Friday, June 14, 2013

Sociology 1

If missiology is the integration of theology and the social sciences, then I have to admit that my weakest point is the social sciences (although my theology needs to go much deeper as well! I’m a horrible theologian!).  To address this deficiency, I’m going to try to watch some lectures from Ann Swidler at Cal, teaching Sociology 101.  Here are my rough notes for her Lecture 1:

  • The sociological way of thinking about the world does not come easily to most Americans.  We tend to think in terms of our own individual traits.  American “heroes” are not part of a social institution, they are lone rangers.  So how do Americans think about the power of social forces?
  • Sociology is the systematic study of social life.  Sociology attempts to explain the causes and consequences of social phenomenon.
  • Emile Durkheim in his classical book “Suicide” gives one of the most brilliant demonstrations of the relationship between individual life and social life ever created. What seems like the most individual act a person can commit (suicide) is actually profoundly social in its causes.  Durkheim studied suicide rates between groups.  Protestants (he found) are less like likely to commit suicide than Catholics and Jews, because Protestantism taught people to rely more on their own judgment, their own conscience, their own reading of the Bible.  Protestants were vulnerable to suicide because they were too reliable on their own judgment.  This is egoistic suicide.  If you have to answer the question, what should I live for, and the answer the question is “me!” and you don’t like yourself, then they answer is not much outside of self matters. 

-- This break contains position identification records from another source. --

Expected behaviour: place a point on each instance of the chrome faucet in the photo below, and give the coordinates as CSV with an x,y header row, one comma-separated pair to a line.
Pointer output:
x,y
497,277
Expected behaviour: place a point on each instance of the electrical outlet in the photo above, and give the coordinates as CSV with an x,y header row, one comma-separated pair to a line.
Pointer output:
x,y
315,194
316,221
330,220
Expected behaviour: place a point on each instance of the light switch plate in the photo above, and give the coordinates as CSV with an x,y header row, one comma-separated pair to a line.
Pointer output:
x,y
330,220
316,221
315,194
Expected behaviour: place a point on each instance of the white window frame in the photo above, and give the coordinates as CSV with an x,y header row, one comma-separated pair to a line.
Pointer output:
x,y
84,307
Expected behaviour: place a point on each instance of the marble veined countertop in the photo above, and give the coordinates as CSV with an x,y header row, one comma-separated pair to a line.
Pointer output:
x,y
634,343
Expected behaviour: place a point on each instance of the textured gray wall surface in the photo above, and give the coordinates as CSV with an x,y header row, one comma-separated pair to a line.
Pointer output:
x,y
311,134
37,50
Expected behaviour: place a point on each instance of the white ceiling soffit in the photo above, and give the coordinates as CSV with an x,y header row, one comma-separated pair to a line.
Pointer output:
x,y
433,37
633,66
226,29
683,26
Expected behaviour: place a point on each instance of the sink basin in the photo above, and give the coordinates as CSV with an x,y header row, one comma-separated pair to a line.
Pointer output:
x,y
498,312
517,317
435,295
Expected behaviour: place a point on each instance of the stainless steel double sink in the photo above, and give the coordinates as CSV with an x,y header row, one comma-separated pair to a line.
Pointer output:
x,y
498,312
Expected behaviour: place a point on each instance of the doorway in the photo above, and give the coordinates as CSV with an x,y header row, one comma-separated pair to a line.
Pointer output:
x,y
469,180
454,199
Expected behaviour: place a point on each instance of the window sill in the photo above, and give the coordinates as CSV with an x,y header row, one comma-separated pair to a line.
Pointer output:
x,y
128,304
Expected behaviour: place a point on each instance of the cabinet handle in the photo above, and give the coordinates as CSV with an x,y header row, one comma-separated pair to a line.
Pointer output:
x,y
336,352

  • On the other side of the question, is anomic suicide which is a loss of rules or regulation.  Catholics and Jews had strong authoritarian communities.  Anomie is the breakdown of social ties, or normlessness.  This tends to exists in periods where there is a rapid social change.  Suicide increased rapidly with modernity (economic advance or depression).  You no longer know what the rules are.  The suicide of frustration.  When you don’t know what the rules are, you are in danger of making a lot more mistakes.  Durkheim says, you don’t live in the “objective” truth, you live in the “social” truth.  [He has a point, although monotheists should always be ontological realists.  All meaning is relational.]  You live in the social world that defines what is an appropriate aspiration.  Social worlds create our limits and regulate our aspirations and tell us when we have done enough.  So anomic suicide happens when others don’t know what their limits are.

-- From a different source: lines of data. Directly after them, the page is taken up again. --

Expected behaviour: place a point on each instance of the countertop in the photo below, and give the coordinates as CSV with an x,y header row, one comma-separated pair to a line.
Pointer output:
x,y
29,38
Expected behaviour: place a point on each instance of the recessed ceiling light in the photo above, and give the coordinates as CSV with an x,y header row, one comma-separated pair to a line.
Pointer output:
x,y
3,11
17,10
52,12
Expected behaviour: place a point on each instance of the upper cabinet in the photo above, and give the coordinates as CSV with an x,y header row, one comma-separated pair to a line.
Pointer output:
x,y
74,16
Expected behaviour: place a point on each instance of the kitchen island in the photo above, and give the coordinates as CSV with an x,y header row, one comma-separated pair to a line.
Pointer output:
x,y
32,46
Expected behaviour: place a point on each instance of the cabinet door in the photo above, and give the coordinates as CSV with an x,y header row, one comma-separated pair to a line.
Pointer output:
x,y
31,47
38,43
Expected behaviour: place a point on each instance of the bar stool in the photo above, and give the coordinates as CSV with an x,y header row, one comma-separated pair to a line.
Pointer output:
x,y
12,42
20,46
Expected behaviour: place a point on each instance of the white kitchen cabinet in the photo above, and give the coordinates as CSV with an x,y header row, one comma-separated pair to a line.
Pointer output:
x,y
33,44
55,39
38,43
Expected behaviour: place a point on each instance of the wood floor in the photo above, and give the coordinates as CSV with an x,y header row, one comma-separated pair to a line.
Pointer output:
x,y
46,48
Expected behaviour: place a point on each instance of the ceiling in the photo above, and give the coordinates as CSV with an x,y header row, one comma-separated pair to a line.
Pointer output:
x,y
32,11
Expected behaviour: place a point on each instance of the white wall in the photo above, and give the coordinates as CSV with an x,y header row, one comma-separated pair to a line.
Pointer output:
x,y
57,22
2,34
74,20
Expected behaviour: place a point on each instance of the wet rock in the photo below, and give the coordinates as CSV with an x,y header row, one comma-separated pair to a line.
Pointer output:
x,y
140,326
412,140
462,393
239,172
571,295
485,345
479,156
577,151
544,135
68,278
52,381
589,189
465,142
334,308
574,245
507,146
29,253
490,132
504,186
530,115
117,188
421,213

  • An institution is a pattern of expected action of individuals or groups enforced by social sanctions (rewards and punishments). Family, education, law, economy, gov’t, etc.  What it means to be a person is anchored in your connection to an institution.  Institution is something that is lasting.  Even a widow is part of the institution of marriage.  Because there are rules and punishments, they tend to help you know what to do with yourself, and they provide a sense of identity.